De la lona al cielo
Un clásico de los Juegos es la irrupción del equipo español de baloncesto en el combate por las medallas. Otro clásico es su dramática manera de aparecer en escena. Hace apenas una semana, España bordeaba la eliminación frente a Nigeria. Ganaba por un punto (83-82) a falta de dos minutos para el final del partido. Todo era angustia y dificultad. No funcionaba el ataque y mucho menos la defensa. Los jugadores estaban acorchados. Parecía una selección en decadencia, pendiente de la anotación de Pau Gasol, el jugador bandera por todas las razones del mundo. España ganó aquel partido con la obligación de ganar sucesivamente a Lituania y Argentina. No había muchas razones para el optimismo, excepto por la capacidad del equipo de bordear el abismo y evitar la caída. Lo ha convertido en una tradición. Derrotó a argentinos y lituanos. Ayer destrozó a Francia en un partido soberbio. España se encuentra donde acostumbra, cada vez más cerca del podio.

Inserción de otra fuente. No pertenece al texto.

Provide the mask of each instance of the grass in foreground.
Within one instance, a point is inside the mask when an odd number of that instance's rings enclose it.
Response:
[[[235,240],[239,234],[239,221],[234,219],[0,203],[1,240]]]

El modelo español de supervivencia en los Juegos, y en algún Mundial que otro, es digno de estudio, tanto por la saga de éxitos que se han producido en los últimos 15 años como por la manera de obtenerlos. Después de las dos derrotas iniciales y del espeso partido frente a Nigeria, no se descartaba una trabajosa victoria ante Lituania, partido de lucha y sufrimiento, una rendija a la esperanza a través del sacrificio. Pues no. Fue un paseo en toda regla. Gran juego de ataque, fenomenal defensa. Se temía, y con razón, a Argentina, la otra selección que ha acompañado a España durante los últimos años en la pugna con Estados Unidos. Si algo le distingue es su fiereza competitiva. No hubo partido. España arrolló.
Francia estaba llamada a suceder a España en el reinado europeo. Eliminó a la Selección en el último Mundial, disputado en suelo español, en medio de la frustración de los aficionados, que temieron el ocaso definitivo de su maravillosa gran generación, la que se articuló en el Mundial junior de 1999. Como sucede en la mayoría de las selecciones francesas, su combinación de potencia, energía y dureza se antojaba insuperable para España y el resto de los equipos europeos. Era su momento para tomar el relevo. Han pasado dos años y España ha derrotado a Francia en el Europeo —con el toque de revancha que significó la victoria en Lille— y en los cuartos de final de los Juegos de Río. De repente, Francia emite señales confusas. Toni Parker, su gran estrella, anunció ayer su retirada.
No fue un partido cualquiera. Era la llave para convertir un enredo —dos tristísimas derrotas y dos victorias con estilo— en un nuevo éxito del equipo. La exhibición fue rotunda, de un calibre similar al de los mejores días del baloncesto español. Rapidez, buen ojo para pasar y tomar las decisiones correctas, versatilidad, juego exterior y superioridad en el interior, excelente movimiento de la pelota, una defensa pocas veces vista y la espléndida sensación que producen los equipos bien engrasados. No hubo dependencia de Pau Gasol, ni de nadie. La maquinaria funcionó a la perfección, con una gran noticia: los Llull, Mirotic, Willy Hernangómez y compañía se manejaron con la personalidad que se espera de ellos y que en bastantes ocasiones no se ha trasladado a la pista.